A decade ago, the Tyco company took a big fall and they were sued for allegedly overstating their financial results. The result of the litigation is that there is a $50 million pot of money to be divided among Tyco investors who held stock during the critical period. I mentioned a while back that I'm trying to get access to my share.
I had thought that being Canadian rather than American would be a barrier, but seems not to be a problem. The real challenge has been to get my evidence of being a shareholder accepted. I have all the relevant records, but I twice got responses saying that my claim "has been wholly rejected" due to certain "defects".
They keep asking me for records of a transaction on 2003 March 14. Explaining that I made no transaction on this date didn't help.

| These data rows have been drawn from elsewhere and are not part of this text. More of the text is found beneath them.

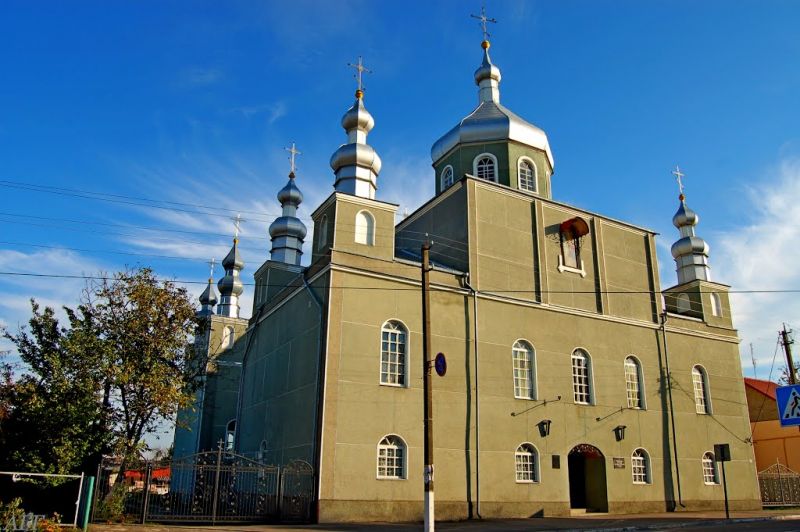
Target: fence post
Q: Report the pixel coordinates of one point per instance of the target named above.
(216, 484)
(146, 497)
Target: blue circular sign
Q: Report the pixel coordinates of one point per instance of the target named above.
(440, 363)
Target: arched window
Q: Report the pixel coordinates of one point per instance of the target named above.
(640, 467)
(710, 474)
(716, 304)
(527, 463)
(230, 435)
(365, 228)
(526, 175)
(524, 370)
(228, 336)
(323, 232)
(486, 167)
(447, 177)
(683, 303)
(581, 377)
(394, 344)
(392, 457)
(633, 383)
(702, 402)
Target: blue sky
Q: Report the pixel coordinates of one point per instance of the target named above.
(193, 102)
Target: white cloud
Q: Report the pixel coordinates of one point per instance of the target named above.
(763, 254)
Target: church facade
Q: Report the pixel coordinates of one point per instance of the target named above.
(574, 381)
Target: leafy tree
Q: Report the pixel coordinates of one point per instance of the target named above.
(122, 366)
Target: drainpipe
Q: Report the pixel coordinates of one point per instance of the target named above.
(671, 407)
(477, 401)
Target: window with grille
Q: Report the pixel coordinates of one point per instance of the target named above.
(447, 177)
(710, 475)
(640, 467)
(633, 383)
(393, 353)
(526, 463)
(523, 359)
(485, 168)
(392, 458)
(581, 377)
(527, 176)
(700, 385)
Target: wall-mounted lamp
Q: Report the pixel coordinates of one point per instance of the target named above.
(544, 427)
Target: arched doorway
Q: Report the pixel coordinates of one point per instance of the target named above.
(587, 478)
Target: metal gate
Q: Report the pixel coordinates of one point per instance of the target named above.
(780, 486)
(209, 487)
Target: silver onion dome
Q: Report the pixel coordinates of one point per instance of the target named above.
(357, 164)
(491, 121)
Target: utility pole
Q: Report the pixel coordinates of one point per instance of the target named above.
(787, 347)
(426, 383)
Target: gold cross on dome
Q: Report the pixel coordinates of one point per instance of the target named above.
(360, 69)
(483, 20)
(678, 175)
(294, 153)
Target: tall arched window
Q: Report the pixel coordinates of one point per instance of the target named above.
(526, 175)
(447, 177)
(581, 377)
(486, 167)
(640, 467)
(524, 362)
(716, 304)
(710, 474)
(365, 228)
(392, 457)
(394, 345)
(323, 232)
(633, 383)
(230, 435)
(702, 402)
(527, 463)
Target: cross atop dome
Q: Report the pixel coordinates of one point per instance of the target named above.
(483, 20)
(360, 69)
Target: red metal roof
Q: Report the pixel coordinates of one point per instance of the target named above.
(764, 387)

During a telephone call with a pleasant person, I learned that I need to produce proof that I still owned shares on this date. I'm not sure how I was supposed to understand this from a letter stating that I need to send "supporting documentation for a transaction on 03/14/2003".
This process has been annoying, but potentially profitable. If many people ran into the same confusion that I had, then there will be fewer investors dividing up the $50 million. Of course, there is still the possibility that my claim will be rejected for some other incomprehensible reason.
The interesting part of all this is that I'm actually best off if the process is as confusing as possible without preventing me from getting my claim. My sense of right and wrong makes me prefer a transparent process, but I won't turn down extra money if others are unfairly excluded.